Conversely, Morrison is often accused of going too far the other way in the early days of the Brittany Higgins case for crass political reasons, instead of seeing it for what it really was.

Which took a long time to become established

Much has been said about the content of the podcast and Albanese’s willingness to answer questions best avoided. But it simply should never have happened.

Why would any decent Prime Minister willingly take part in something called Bush Deep involving someone with Osborne’s grubby track record?

Speaking of low standards, there’s been another classic example within Albanese’s purview which further questions the Prime Minister’s commitment to raising political standards.

Albanese has stood back while his fellow spearthrower from the Left, Defence Industry Minister Pat Conroy, accused former prime minister Robert Menzies of being a nazi appeaser in the 1930s, claiming it as “a historical fact”.

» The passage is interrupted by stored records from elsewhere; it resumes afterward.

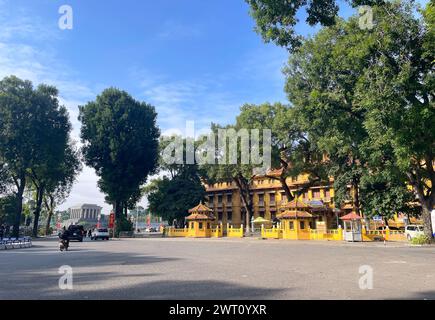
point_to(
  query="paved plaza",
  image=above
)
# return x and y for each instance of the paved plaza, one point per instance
(162, 268)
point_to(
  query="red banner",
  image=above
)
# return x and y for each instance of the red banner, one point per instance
(112, 220)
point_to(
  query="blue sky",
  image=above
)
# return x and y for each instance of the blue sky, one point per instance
(193, 59)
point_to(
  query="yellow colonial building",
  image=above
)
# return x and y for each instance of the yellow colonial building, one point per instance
(269, 200)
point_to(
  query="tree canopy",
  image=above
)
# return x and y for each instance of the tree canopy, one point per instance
(276, 19)
(366, 99)
(120, 138)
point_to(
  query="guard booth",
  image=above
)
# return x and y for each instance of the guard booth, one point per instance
(296, 224)
(352, 227)
(199, 221)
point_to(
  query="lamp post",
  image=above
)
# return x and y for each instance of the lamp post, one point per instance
(137, 217)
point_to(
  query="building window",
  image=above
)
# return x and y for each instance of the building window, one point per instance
(272, 198)
(261, 199)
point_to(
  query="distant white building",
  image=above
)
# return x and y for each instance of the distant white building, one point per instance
(84, 214)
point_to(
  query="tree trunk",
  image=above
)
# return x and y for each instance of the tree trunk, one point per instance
(355, 184)
(50, 208)
(286, 188)
(21, 185)
(39, 198)
(118, 210)
(244, 192)
(427, 223)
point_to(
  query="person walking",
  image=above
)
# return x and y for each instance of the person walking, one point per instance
(2, 231)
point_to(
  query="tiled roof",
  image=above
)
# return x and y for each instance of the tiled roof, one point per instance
(294, 215)
(201, 216)
(200, 208)
(351, 216)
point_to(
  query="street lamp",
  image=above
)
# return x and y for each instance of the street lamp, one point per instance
(137, 217)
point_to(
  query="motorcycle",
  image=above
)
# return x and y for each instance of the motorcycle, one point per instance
(63, 245)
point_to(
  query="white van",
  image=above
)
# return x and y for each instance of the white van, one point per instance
(413, 230)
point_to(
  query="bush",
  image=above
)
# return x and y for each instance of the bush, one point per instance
(122, 225)
(421, 239)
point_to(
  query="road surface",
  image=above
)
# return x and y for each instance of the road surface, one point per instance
(162, 268)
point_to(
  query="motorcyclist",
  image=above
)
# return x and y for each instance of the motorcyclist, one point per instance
(64, 236)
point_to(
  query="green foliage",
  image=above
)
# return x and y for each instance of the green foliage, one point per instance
(421, 240)
(34, 130)
(276, 19)
(123, 225)
(171, 198)
(8, 207)
(365, 98)
(120, 140)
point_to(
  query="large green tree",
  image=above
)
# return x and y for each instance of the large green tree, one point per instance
(397, 90)
(181, 187)
(321, 80)
(367, 99)
(276, 19)
(293, 153)
(20, 116)
(60, 181)
(120, 138)
(171, 197)
(52, 156)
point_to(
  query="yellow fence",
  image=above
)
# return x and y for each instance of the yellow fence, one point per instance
(393, 235)
(381, 235)
(331, 235)
(172, 232)
(274, 233)
(235, 232)
(217, 232)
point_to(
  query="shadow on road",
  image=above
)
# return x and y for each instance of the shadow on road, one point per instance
(180, 290)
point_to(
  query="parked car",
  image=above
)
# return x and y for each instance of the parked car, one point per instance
(102, 234)
(413, 230)
(76, 233)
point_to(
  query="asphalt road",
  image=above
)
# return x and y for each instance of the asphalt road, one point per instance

Less than a month ago, silly Perth MP Patrick Gorman held up Menzies as a paragon of political virtue in a speech to Labor’s McKell Institute, dredging up this quote on the objectives of sound standards:

“To temper the frequently absurd asperities of political conflict by seeking to stir up only noble and humane emotions, since ignoble passions, so easily aroused, can in the nature of things produce only ignoble policies and unfair administration.”

But Conroy claimed — at the National Press Club of all places — that Menzies sought to appease Hitler as distinct from his successor, Labor’s John Curtin. Albanese later allowed him to double down unrestrained, stirring “ignoble passions” among those who knew the truth.

In a masterful smackdown this week, The Australian newspaper’s editor-at-large, Paul Kelly, showed that when Menzies as PM first announced troops would be sent to fight Hitler, Curtin opposed it.

“While Menzies prioritised imperial defence in the cause of defeating Adolf Hitler, Curtin was cautious and gave priority to the defence of Australia,” Kelly wrote. “Neither was an appeaser. Both government and Opposition were pledged to the war effort.”

Kelly then came to a potent conclusion which Albanese should take on board: “Menzies and Curtin were a cut above today’s mediocre political class. And the effort to promote Labor’s current national security credentials by denigrating Menzies in an 80-year-old time warp is beyond pathetic.”

Albanese is happy to dampen our crucial relationship with the US to the extent that the AUKUS deal is blowing in the wind, but wants credit for signing security pacts with tiny Pacific nations which one expert notes can’t even police their own fishing grounds.

When Chinese Premier Li Qiang referred to the visiting Albanese as a “handsome boy” in 2023, it was an intended slight. They already had his measure.

Australia needs a serious prime minister to face the very serious challenges that are emerging in our region.

This is where the jokes end: we haven’t got one.